I have developed a performance critical and CPU intensive application in Python. To reach acceptable performance I'm using PyPy and multiple processes generated with os.fork. Overall I'm now satisfied with performance which is near that of compiled languages. But I have to generate a lot of GUIDs initially I used:
import uuid
print(str(uuid.uuid4()))
To generate UUIDs. But profiling revealed that UUID generation accounts for ~20% of the total runtime. This seems to be due to the call to os.urandom()
in uuid.uuid4()
which seems to be slow on some systems (including OS X). I then replaced os.urandom()
with random.getrandbits()
:
import random
str(UUID(int=random.getrandbits(128), version=4))
Which is fast. But now it turns out my parallel running worker processes massively generate duplicated GUIDs.
I suspect the pseudo number generator of python is seeded with the current time and this is why different processes will generate the same random numbers. One possible fix I can think off, is to include the process id into the seed of the number generator. But since I'm not exactly sure how the uuid and the random packages are internally build, I'm not sure this will be enough to prevent collisions. I have found some alternative UUID implementations that were written as c extensions but due to PyPy I can't use them.
I'm using python just for this project due to certain libraries and I have very little experience coding in python.
Update:
Now I have added seed(SystemRandom().getrandbits(128))

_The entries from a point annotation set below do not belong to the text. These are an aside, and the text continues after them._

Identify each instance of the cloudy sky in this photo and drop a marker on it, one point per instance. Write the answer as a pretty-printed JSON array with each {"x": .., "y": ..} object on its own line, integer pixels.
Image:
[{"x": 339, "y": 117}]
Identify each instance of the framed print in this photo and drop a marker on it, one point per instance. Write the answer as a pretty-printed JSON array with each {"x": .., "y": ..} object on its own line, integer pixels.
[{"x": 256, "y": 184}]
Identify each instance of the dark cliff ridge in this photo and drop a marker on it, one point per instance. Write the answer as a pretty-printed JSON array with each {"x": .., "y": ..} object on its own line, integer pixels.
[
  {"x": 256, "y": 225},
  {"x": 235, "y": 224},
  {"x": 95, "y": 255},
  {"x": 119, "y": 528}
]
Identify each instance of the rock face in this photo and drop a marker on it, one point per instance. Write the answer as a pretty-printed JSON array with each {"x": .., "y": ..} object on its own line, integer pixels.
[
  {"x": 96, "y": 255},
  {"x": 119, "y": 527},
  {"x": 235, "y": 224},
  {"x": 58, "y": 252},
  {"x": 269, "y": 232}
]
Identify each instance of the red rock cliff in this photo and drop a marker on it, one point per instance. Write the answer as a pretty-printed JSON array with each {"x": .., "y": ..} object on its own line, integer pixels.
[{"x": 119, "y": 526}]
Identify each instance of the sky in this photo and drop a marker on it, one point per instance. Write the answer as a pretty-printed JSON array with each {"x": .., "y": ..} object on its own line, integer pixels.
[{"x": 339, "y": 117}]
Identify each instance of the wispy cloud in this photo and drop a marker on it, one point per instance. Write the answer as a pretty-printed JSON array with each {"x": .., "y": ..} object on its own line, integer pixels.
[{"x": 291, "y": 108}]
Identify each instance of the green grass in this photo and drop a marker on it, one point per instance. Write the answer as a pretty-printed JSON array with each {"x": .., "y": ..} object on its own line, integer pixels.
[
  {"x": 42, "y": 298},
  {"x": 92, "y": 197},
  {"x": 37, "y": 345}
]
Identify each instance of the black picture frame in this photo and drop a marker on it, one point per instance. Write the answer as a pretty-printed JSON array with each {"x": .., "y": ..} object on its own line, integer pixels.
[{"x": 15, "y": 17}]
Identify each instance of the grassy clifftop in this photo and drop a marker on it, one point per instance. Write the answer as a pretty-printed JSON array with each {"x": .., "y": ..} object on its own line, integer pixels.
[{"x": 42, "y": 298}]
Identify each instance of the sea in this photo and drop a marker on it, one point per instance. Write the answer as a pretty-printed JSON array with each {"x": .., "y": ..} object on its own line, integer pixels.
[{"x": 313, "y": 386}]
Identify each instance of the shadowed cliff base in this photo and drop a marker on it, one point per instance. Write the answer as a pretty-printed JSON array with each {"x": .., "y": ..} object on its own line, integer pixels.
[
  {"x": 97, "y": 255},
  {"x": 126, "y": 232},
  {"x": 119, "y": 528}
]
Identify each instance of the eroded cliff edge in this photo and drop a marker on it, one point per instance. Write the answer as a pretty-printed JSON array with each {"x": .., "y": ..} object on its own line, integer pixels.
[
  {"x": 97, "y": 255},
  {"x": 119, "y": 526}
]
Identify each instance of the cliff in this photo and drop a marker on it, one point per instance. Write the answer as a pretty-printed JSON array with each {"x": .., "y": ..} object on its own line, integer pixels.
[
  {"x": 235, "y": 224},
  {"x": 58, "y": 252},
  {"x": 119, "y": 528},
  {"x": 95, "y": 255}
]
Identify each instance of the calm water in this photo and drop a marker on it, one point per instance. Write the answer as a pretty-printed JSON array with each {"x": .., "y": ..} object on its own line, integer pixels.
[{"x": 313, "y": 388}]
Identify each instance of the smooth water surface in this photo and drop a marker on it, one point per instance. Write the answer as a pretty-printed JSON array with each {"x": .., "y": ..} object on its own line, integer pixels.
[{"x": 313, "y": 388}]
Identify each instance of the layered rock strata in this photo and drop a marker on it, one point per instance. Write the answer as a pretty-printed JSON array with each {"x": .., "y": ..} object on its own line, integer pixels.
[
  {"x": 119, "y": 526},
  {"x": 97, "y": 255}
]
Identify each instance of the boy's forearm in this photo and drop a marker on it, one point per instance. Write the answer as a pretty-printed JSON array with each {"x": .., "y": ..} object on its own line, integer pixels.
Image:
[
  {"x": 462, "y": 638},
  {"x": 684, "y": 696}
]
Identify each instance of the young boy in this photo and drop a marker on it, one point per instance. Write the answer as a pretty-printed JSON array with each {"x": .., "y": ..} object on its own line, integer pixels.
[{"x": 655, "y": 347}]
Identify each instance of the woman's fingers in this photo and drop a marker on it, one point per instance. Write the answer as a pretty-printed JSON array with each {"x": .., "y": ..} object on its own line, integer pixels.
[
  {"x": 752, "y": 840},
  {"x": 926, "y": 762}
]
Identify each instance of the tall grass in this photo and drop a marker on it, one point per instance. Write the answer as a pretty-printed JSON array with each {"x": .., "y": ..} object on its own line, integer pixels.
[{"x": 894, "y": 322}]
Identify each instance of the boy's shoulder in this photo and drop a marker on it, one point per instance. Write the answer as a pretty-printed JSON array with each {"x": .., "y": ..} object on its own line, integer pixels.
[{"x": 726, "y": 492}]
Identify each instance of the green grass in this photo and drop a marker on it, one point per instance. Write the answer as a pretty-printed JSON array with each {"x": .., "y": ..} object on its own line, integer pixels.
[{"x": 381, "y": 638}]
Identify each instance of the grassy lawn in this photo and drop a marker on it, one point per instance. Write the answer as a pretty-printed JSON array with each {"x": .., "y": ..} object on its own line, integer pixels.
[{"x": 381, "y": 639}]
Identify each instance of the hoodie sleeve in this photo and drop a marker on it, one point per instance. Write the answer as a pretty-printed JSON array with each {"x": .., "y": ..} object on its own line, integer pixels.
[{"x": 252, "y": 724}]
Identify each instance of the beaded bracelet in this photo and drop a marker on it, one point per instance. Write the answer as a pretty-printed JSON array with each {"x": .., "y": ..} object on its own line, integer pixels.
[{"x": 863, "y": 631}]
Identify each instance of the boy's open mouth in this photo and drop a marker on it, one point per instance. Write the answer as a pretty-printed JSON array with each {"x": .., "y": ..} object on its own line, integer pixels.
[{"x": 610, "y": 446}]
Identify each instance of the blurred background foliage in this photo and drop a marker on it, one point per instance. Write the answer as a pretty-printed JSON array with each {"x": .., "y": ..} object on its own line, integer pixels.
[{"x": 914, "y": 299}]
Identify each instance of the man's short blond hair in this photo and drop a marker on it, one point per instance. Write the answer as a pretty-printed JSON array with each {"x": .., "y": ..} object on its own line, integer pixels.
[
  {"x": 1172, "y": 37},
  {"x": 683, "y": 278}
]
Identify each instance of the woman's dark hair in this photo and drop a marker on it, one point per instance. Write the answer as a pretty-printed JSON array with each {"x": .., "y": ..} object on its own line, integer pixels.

after forking. Thus seeding the PRNG with /dev/urandom. This seems to work good so far.
I like the idea of seeding the child processes with the main process RNG as proposed by rossum. But now that I think of it, I guess using the RNG of the OS to seed the RNG should be even more secure. Especially, because my application also runs distributed on multiple nodes. IMHO seeding the initial RNG with a mac address and timestamp and then using rossums proposal should work too.